Keyword Understanding & Research
An important piece of good news is that when you are dealing with free visitors (E.g. not paid vistitors like from PPC ads on Google) from search engines, detailed and precise keyword research is weirdly unimportant. Follow my advice and don't get stuck in this stage, feeling like there is something that the rich and powerful experts know here that you don't.
Follow the few important principles explained in the paragraphs below and then move on and focus on the part of online business that comes after keyword research.
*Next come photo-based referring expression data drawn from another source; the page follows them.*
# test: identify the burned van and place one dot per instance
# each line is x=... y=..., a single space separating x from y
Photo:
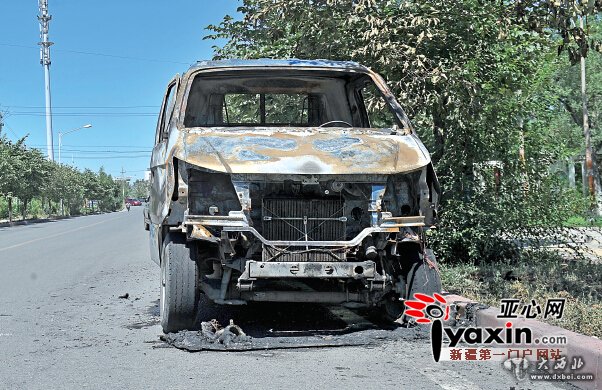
x=288 y=181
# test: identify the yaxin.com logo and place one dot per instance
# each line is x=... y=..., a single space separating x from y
x=426 y=309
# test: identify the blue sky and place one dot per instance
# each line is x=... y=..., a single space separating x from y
x=119 y=97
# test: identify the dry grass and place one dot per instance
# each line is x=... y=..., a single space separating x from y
x=537 y=275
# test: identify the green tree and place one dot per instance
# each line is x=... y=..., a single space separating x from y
x=474 y=76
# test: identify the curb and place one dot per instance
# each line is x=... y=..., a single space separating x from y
x=588 y=348
x=22 y=222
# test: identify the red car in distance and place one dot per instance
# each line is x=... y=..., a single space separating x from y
x=133 y=202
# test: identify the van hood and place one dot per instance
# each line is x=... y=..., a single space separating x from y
x=301 y=150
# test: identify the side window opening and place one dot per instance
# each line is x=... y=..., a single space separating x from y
x=167 y=113
x=377 y=109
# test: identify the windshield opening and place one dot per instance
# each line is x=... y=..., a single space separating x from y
x=283 y=99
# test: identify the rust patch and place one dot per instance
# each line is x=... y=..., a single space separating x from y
x=300 y=151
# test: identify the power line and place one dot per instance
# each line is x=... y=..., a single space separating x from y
x=83 y=107
x=100 y=54
x=84 y=114
x=102 y=146
x=107 y=157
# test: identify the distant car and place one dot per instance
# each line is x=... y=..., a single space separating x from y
x=133 y=202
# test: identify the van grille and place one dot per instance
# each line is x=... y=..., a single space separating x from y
x=301 y=220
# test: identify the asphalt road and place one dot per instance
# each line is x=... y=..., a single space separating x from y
x=63 y=325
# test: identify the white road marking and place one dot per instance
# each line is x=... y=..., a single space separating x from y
x=450 y=380
x=57 y=234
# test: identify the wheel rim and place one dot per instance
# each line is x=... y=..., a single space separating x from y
x=393 y=307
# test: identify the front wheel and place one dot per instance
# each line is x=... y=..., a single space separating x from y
x=421 y=275
x=180 y=291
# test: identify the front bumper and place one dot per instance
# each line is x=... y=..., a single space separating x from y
x=280 y=269
x=237 y=221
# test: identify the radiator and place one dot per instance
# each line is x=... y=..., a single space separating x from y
x=301 y=220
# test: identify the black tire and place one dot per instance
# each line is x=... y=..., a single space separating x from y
x=180 y=291
x=424 y=276
x=421 y=276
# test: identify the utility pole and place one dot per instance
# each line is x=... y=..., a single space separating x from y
x=589 y=163
x=123 y=182
x=44 y=17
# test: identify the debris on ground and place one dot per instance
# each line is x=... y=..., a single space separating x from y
x=212 y=337
x=211 y=333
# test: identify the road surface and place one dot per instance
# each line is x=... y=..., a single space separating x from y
x=63 y=325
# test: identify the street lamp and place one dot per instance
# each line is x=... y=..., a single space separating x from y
x=67 y=132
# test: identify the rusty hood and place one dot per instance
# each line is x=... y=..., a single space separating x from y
x=301 y=150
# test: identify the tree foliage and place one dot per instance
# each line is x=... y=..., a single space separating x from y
x=474 y=76
x=25 y=174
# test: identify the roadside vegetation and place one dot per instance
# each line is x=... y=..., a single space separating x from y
x=33 y=187
x=493 y=89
Since people are making tons of money in hundreds of thousands of different niches, it stands to reason that picking the perfect niche, or knowing just the exact number of expected monthly visitors to any particular keyword, isn't the big secret to making money online.
A general ballpark idea of a keyword phrase's monthly searches, a decent idea of related relevant terms, and an estimate of the competitiveness of a keyword phrase, is all you really need to get from your keyword research in order to make a lot of money online... if you learn what to do with your website after you've done that research!
The real skill to money-getting starts with getting visitors to your websites (or clients' websites), and then creating a profitable visitor experience after they arrive.
Use the average pay-per-click values given in the Google keyword tool (see 'PPC values' pic below) to estimate the competitiveness of a ranking for a keyword phrase. To see these values, you must login with any normal free gmail email account login. The Google keyword tool also gives you a “low, medium, high” estimate of a keyword's competitiveness.
An avg PPC value of $2 or less is rather easy to rank for, as a general rule. At $5-$10 you need to be more serious and patient with your efforts. The main use that I have for keyword research is to find related terms that visitors to my niche type into Google that are related to my main keyword. I also try to get a sense of the hierarchy – of which terms are the main terms, and which are sub-topic terms. Google tends to reward you for incorporating subtopic terms into your website pages and in your general search engine domination efforts. One method of doing this is called “siloing,” a powerful technique that is beyond the scope of this post but is covered in detail later on in my Ultimate Guide.
If you are making an affiliate site, I would recommend picking a niche that is interesting to you, then finding a product or two to promote (read: Finding Products To Promote), and then doing some general keyword research to get a feel for relevant, related, primary and secondary keywords. Just enter a common-sense starting keyword phrase into the Google Keyword Tool and see where it takes you. Keyword tools always give many related phrases, which you can then take one of those phrases and type it into the main keyword tool search box, and repeat the process.